Indien stelle mehr als 80 Prozent der weltweit eingesetzten, bezahlbaren HIV-Medikamente her, erklärte David Hachfeld, Referent für Handelspolitik bei Oxfam Deutschland. Die von der EU angestrebte Verschärfung des Patentrechts würde bedeuten, dass Millionen HIV/Aids-Patienten in den Entwicklungsländern nicht mehr mit billigen Medikamenten versorgt werden können. "Strengere EU-Patentrechte untergraben die Millennium-Entwicklungsziele, weil sie den Handel mit Generika einschränken und so die Preise für Medikamente in die Höhe treiben", sagte Hachfeld.

In der Europäischen Union werde die medizinische Forschung und Entwicklung zu Krankheiten, die hauptsächlich in Entwicklungsländern vorkommen, zudem nicht ausreichend gefördert, kritisiert die Studie. "Die EU muss größere Anstrengungen unternehmen, um die diesbezügliche globale Finanzierungslücke zu schließen", sagte Christian Wagner-Ahlfs von der BUKO Pharma-Kampagne, die Mitglied im Netzwerk Health Action International ist.

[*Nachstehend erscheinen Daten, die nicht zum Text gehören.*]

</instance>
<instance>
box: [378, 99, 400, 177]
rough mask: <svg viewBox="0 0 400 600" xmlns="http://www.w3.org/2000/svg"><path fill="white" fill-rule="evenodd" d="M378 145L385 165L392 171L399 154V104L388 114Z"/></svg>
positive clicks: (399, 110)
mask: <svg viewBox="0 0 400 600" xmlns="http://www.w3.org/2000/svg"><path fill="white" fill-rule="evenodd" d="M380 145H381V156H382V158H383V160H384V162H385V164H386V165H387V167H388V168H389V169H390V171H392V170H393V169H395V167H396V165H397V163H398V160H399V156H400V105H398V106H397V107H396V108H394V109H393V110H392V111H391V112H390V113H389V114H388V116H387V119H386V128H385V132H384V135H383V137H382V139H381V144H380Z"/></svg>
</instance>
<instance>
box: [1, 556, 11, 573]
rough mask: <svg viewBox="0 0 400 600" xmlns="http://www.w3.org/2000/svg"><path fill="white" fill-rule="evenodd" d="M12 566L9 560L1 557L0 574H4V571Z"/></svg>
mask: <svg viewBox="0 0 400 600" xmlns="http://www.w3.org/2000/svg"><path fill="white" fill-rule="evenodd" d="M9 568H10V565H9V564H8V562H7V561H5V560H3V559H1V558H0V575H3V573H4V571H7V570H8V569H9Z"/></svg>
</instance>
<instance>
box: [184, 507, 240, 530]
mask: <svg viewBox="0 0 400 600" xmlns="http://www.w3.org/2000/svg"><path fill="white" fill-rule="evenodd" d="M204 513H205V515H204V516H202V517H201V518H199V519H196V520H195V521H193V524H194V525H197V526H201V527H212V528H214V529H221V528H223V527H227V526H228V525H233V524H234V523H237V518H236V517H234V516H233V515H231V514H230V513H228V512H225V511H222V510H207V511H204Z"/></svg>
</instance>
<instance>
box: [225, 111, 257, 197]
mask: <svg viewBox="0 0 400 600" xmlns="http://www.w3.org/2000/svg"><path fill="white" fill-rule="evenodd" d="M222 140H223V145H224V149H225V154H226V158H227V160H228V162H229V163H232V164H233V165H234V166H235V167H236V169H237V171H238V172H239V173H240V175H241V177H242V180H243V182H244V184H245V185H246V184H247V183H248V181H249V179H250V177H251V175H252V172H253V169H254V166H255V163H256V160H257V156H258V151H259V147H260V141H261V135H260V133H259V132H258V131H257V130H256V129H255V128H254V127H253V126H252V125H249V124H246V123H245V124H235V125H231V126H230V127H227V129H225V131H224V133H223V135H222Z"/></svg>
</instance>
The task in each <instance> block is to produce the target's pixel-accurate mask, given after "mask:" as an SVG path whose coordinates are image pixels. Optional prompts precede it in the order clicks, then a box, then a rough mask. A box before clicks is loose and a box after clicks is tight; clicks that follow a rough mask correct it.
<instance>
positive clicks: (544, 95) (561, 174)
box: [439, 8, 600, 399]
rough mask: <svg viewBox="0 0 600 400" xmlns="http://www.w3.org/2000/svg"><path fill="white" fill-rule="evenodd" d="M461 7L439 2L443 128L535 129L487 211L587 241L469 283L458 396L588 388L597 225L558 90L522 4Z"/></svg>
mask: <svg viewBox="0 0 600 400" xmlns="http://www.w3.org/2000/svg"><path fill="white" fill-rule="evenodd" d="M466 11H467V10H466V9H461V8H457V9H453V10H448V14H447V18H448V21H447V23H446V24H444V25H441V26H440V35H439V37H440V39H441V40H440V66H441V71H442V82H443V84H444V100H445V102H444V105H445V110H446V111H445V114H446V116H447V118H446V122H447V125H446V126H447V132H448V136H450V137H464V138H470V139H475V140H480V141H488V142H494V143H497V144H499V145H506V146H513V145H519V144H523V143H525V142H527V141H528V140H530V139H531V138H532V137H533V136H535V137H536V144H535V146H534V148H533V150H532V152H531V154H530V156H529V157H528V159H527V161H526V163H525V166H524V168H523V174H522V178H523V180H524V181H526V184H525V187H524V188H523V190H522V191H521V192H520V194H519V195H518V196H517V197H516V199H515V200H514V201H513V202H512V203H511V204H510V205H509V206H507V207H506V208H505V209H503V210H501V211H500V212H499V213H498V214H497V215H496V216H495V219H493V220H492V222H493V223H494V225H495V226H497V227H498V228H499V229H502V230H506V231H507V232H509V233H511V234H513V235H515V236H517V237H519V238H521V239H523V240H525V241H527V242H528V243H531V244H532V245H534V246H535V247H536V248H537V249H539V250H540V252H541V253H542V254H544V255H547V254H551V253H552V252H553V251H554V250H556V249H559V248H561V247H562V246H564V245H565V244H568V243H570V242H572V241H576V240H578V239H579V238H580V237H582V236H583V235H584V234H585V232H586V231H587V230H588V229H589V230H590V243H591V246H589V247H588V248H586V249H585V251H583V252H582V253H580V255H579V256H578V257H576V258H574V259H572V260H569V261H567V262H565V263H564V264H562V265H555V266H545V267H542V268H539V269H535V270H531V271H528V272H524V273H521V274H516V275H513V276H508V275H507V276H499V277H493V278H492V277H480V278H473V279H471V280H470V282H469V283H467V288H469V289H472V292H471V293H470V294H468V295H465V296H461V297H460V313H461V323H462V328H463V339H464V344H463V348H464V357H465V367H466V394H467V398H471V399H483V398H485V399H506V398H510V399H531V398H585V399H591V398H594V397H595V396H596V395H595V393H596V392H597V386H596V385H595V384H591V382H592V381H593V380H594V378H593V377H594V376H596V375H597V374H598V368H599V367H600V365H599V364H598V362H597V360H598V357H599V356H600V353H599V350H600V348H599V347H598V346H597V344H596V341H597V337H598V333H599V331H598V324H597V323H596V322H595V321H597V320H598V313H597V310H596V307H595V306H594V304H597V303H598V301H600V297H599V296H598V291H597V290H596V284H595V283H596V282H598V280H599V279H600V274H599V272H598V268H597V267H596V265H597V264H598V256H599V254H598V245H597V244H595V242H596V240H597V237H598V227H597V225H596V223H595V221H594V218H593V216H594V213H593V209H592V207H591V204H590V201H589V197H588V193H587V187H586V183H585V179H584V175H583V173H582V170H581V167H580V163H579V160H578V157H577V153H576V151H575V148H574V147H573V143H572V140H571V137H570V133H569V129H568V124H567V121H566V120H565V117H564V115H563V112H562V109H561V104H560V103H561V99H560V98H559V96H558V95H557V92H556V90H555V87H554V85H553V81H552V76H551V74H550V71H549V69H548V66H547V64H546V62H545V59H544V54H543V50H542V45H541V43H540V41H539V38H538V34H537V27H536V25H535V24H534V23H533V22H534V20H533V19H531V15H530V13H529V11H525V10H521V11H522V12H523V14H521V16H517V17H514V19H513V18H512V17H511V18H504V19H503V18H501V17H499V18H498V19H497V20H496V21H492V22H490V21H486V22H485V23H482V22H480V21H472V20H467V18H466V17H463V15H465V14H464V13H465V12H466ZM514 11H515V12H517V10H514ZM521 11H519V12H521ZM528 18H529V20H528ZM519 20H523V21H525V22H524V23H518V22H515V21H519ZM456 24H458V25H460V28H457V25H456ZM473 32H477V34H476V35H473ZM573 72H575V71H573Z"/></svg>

Oxfam und Health Action International fordern von der EU einen radikalen Kurswechsel. Sie riefen die EU-Mitgliedsstaaten und das Europäische Parlament dazu auf, ihren Einfluss geltend zu machen, damit die Handelspolitik die Entwicklungsziele im Gesundheitsbereich nicht untergräbt. Zusätzlich sollten alle europäischen Geber ihre Richtlinien überprüfen, um größtmöglichen Zugang zu Medikamenten in Entwicklungsländern zu erreichen.